The new Prime Minister Theresa May had previously said that she would not seek to invoke Article 50 this year, telling ITV earlier this month: “What is important is that we do this in the right timescale and we do it to get the right deal for the UK.”
But as she took office last night she announced three new appointments to her cabinet, including two newly created positions: Minister for Exiting the European Union, taken up by David Davis, and Minister for International Trade, a post which has been filled by Liam Fox. Both Dr. Fox and Mr. Davis are outspoken Brexiteers.
Boris Johnson, another prominent Leave campaigner during the European Union (EU) Referendum debate, has meanwhile been handed the role of Foreign Secretary.
The appointments signal Mrs. May’s willingness to follow through with her promise that “Brexit means Brexit,” and perhaps a willingness to let her pro-Leave ministers set the agenda on how that should be done.
By coincidence, Mr. Davis had laid out detailed plans on how Britain’s departure from the EU should be managed just three days ago, in an article for ConservativeHome.
He made it clear that, despite the keenness of some European politicians for Britain to invoke Article 50 immediately, he believes it is in Britain’s best interest to hold off until later this year, not least as there have been indications on the continent that they are not willing to grant Britain access to the European single market unless she also agrees to retain the freedom of movement rules which currently accompany it.
“The ideal outcome, (and in my view the most likely, after a lot of wrangling) is continued tariff-free access. Once the European nations realise that we are not going to budge on control of our borders, they will want to talk, in their own interest,” Mr. Davis predicted.
“But what if it they are irrational, as so many Remain-supporting commentators asserted they would be in the run up to the referendum? This is one of the reasons for taking a little time before triggering Article 50.”
The tactic brings other benefits too, he said.
“The negotiating strategy has to be properly designed, and there is some serious consultation to be done first. Constitutional propriety requires us to consult with the Scots, Welsh, and Northern Irish governments first, and common sense implies that we should consult with stakeholders like the City, CBI, TUC, small business bodies, the NFU, universities and research foundations and the like.
“None of them should have any sort of veto, but we should try to accommodate their concerns so long as it does not compromise the main aim. This whole process should be completed to allow triggering of Article 50 before or by the beginning of next year.”
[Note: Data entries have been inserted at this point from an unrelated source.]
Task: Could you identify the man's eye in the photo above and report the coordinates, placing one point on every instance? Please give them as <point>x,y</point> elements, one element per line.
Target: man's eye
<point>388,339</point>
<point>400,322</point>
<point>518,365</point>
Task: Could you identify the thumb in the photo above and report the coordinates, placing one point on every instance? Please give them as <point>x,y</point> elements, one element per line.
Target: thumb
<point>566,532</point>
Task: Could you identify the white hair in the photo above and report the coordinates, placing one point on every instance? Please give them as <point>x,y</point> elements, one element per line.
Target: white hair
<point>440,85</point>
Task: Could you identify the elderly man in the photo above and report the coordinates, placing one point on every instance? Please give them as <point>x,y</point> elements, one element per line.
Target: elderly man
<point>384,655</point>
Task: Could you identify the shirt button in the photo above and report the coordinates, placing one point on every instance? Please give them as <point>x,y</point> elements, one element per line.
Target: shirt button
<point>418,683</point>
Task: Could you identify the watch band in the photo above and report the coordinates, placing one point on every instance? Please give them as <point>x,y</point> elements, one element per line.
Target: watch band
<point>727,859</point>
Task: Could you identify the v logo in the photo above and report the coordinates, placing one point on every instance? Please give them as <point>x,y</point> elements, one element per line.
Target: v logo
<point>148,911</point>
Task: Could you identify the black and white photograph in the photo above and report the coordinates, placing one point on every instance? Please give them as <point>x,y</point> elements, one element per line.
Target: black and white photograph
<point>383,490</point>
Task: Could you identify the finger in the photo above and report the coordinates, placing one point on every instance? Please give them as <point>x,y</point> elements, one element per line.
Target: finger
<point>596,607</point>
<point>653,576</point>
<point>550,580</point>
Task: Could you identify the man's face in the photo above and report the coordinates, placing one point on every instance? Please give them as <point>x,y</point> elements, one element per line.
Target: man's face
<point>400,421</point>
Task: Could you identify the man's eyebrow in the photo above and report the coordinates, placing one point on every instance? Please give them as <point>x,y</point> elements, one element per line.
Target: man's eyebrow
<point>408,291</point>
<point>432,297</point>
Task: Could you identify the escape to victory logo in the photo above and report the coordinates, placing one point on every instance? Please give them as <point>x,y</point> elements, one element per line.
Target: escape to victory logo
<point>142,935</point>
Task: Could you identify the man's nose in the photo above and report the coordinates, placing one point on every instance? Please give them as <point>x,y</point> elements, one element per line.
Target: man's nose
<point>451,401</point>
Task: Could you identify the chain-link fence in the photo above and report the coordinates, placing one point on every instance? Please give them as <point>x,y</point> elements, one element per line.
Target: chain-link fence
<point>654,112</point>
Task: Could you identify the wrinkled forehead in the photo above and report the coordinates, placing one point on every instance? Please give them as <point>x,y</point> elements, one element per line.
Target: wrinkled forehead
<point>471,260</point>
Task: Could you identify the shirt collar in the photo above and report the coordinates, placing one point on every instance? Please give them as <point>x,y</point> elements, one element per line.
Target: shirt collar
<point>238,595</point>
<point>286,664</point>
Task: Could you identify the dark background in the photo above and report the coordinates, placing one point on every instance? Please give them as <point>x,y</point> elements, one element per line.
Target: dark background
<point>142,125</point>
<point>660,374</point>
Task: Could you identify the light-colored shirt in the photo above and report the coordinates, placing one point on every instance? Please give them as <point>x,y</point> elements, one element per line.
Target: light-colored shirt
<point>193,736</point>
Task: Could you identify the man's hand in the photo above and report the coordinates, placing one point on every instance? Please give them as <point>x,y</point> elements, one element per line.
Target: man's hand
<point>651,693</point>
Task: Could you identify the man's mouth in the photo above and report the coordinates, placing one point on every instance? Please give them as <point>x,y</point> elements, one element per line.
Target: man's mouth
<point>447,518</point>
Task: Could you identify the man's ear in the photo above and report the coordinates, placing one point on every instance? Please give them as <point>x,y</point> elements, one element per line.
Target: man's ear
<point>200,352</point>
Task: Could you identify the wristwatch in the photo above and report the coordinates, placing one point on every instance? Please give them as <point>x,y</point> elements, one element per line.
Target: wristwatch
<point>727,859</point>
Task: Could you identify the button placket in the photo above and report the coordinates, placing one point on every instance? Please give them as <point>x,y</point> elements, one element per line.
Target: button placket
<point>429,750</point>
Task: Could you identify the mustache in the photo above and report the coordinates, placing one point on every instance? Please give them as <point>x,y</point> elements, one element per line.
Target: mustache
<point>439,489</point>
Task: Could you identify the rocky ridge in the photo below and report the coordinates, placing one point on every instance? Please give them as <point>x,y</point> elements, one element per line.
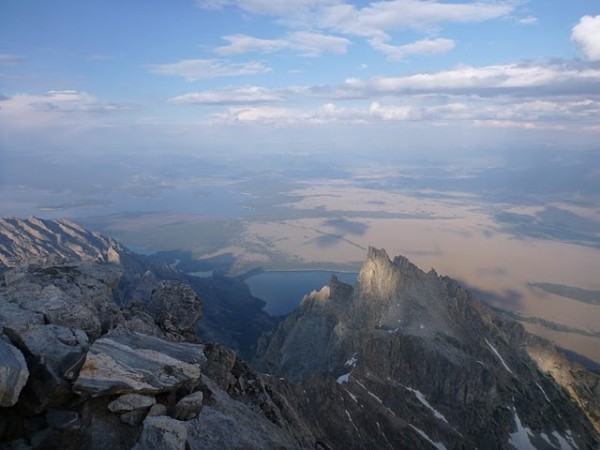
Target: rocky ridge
<point>78,371</point>
<point>231,315</point>
<point>408,359</point>
<point>403,360</point>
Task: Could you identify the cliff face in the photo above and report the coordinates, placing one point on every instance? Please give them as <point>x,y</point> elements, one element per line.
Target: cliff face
<point>78,371</point>
<point>231,315</point>
<point>402,360</point>
<point>408,359</point>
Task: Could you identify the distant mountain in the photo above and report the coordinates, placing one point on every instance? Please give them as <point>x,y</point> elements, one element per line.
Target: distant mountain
<point>408,359</point>
<point>231,315</point>
<point>100,352</point>
<point>33,240</point>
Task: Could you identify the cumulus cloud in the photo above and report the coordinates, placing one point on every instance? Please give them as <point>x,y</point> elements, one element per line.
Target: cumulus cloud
<point>423,47</point>
<point>375,19</point>
<point>586,34</point>
<point>495,80</point>
<point>527,114</point>
<point>381,16</point>
<point>8,59</point>
<point>267,7</point>
<point>304,42</point>
<point>243,95</point>
<point>196,69</point>
<point>62,108</point>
The wide ranging article also laid out plans to immediately begin negotiations on trade deals with countries including the U.S., China, India, and Australia in order to reap the benefits of international trade as soon as possible, and to cut taxes and red tape at home to free British industry from the sclerotic effects of Brussels regulation.
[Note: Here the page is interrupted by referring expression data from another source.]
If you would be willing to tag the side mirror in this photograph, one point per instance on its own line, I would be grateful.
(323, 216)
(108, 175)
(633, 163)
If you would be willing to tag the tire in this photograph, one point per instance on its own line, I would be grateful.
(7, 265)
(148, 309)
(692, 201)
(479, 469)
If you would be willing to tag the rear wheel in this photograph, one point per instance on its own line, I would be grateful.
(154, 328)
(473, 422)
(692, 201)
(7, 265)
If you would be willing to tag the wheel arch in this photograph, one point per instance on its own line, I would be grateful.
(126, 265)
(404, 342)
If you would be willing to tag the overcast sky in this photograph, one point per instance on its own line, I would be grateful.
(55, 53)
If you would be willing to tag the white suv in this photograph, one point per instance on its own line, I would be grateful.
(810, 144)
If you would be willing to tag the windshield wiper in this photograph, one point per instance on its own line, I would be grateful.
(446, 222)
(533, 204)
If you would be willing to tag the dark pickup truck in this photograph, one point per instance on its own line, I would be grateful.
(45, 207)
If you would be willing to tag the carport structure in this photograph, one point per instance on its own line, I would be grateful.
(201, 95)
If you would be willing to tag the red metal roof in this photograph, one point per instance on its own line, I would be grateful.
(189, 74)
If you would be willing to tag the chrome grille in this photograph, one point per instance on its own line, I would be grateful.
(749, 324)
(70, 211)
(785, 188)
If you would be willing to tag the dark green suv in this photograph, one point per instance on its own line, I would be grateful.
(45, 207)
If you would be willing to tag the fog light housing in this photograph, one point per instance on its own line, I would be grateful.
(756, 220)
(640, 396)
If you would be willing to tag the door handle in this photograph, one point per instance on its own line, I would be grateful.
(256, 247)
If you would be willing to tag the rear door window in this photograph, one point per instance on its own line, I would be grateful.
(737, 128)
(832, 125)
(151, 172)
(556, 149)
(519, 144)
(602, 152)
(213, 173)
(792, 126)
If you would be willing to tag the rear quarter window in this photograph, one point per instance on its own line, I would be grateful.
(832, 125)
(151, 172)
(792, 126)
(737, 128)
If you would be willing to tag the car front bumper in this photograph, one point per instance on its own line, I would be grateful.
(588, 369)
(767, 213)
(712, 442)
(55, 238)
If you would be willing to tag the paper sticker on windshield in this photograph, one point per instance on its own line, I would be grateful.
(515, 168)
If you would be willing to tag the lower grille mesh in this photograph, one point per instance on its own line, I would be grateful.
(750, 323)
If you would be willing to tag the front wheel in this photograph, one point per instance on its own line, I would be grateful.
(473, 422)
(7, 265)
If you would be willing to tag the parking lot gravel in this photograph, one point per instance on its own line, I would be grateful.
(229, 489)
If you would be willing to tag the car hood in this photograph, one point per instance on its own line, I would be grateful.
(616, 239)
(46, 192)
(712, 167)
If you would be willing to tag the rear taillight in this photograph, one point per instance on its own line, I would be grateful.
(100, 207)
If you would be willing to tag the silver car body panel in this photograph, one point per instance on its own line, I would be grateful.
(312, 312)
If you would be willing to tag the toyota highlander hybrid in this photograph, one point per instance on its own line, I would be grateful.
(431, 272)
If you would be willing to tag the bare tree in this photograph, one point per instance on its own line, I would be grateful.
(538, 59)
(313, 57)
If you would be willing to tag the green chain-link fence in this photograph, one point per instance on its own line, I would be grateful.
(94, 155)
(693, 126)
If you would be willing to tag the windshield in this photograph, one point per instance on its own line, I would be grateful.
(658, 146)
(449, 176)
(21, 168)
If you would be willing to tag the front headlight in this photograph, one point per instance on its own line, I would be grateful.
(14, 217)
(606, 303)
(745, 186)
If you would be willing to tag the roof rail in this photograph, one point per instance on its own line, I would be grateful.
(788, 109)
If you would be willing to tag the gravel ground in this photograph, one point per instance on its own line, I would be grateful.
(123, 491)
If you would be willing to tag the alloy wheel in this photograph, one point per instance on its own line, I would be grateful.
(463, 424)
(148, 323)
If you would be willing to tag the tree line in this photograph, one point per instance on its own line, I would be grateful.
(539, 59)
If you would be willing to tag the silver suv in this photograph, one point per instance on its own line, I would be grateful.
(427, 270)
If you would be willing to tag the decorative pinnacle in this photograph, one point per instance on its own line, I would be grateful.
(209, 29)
Laying out his vision, he predicted: “So how will this look if we get it right? We will have a more dynamic economy, trading throughout the world. Our businesses will have greater global opportunities, and will be more competitive. There will be lower prices in the shops, once we are outside the Common External Tariff. There will be higher wages for the poorest. An immigration system that allows us to control numbers. Control of our laws, so our lives are not hampered by needless and restrictive regulations.”
All of this is likely to be welcomed by the outgoing UKIP leader and long time Brexit campaigner Nigel Farage, despite his calls for Article 50 to be invoked at the “earliest realistic opportunity”.
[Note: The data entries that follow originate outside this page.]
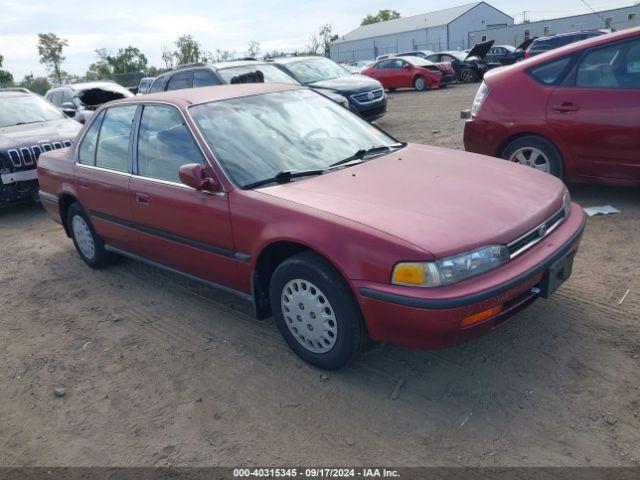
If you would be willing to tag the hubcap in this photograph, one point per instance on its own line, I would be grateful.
(309, 316)
(83, 236)
(531, 157)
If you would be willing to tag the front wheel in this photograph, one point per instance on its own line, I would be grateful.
(88, 243)
(316, 312)
(535, 152)
(420, 84)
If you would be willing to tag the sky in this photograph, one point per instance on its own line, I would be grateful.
(230, 25)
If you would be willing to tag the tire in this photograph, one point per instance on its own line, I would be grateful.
(535, 152)
(88, 243)
(316, 312)
(468, 76)
(420, 83)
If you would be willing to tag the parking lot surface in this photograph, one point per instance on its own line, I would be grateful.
(157, 370)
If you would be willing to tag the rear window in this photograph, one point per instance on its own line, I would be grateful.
(551, 72)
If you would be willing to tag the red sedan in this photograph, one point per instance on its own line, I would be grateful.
(405, 72)
(317, 217)
(573, 112)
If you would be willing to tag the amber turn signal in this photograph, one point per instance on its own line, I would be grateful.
(481, 316)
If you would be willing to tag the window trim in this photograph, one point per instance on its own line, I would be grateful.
(135, 171)
(97, 118)
(570, 80)
(563, 75)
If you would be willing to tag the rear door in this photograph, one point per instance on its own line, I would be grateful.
(179, 227)
(103, 174)
(597, 111)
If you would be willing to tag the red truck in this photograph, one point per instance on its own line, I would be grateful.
(317, 217)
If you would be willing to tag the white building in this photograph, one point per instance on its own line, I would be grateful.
(617, 19)
(441, 30)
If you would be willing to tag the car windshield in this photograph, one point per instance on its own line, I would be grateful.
(270, 73)
(22, 109)
(316, 70)
(255, 138)
(418, 62)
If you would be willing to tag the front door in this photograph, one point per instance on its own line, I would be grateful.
(598, 113)
(178, 227)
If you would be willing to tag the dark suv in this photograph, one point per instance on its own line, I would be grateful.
(544, 44)
(29, 125)
(365, 95)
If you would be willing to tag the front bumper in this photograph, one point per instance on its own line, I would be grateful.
(432, 318)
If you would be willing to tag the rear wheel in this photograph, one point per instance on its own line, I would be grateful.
(535, 152)
(88, 243)
(316, 312)
(420, 83)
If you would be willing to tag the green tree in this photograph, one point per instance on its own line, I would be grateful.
(5, 77)
(50, 48)
(188, 50)
(381, 16)
(38, 84)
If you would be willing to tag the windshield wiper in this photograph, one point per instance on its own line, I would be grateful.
(283, 177)
(367, 152)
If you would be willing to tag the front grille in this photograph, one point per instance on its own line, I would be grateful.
(371, 96)
(27, 157)
(529, 239)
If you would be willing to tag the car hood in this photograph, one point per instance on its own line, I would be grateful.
(480, 50)
(38, 133)
(348, 84)
(442, 201)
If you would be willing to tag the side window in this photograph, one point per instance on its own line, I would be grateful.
(157, 85)
(180, 81)
(549, 73)
(615, 66)
(67, 96)
(113, 140)
(87, 149)
(164, 144)
(56, 97)
(204, 78)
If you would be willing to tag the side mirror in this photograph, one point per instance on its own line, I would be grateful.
(199, 178)
(69, 109)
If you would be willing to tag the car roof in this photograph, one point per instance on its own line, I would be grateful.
(285, 60)
(191, 96)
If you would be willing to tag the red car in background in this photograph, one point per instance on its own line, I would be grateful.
(406, 72)
(315, 216)
(573, 112)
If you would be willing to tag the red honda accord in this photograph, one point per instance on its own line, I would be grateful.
(405, 72)
(317, 217)
(573, 112)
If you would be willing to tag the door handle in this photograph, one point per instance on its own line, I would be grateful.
(566, 107)
(142, 198)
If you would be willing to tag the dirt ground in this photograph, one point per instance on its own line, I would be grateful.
(158, 370)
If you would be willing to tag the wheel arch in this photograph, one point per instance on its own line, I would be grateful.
(64, 202)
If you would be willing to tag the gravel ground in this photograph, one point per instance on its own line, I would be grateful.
(157, 370)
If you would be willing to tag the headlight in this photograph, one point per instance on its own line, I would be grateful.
(451, 269)
(566, 202)
(481, 96)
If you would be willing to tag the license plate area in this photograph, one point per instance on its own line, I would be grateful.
(556, 274)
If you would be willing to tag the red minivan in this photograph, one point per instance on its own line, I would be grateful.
(573, 112)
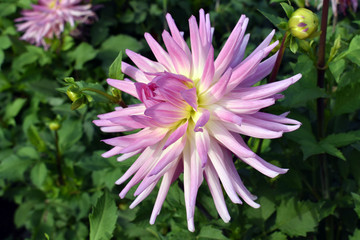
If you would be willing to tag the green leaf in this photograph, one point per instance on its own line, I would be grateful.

— Nigel Farage (@Nigel_Farage) July 12, 2016
Mr. Farage took to twitter this morning to endorse the appointments of Dr. Fox and Mr. Davis, saying they made him feel “more optimistic” about the prospects for Brexit.
— Nigel Farage (@Nigel_Farage) July 13, 2016
Commenting on the new government’s composition, Mr. Farage said: “The government must now get on with its job and inspire confidence.
Whilst I did not want Mrs. May, a Remain supporter, to become Prime Minister she has now said “Brexit means Brexit”. To hold faith with over 17 million voters who opted for Leave she must trigger Article 50 at the earliest realistic opportunity. I hope she picks a strong negotiating team.
“UKIP will be watching like a hawk to ensure that there is no backsliding.”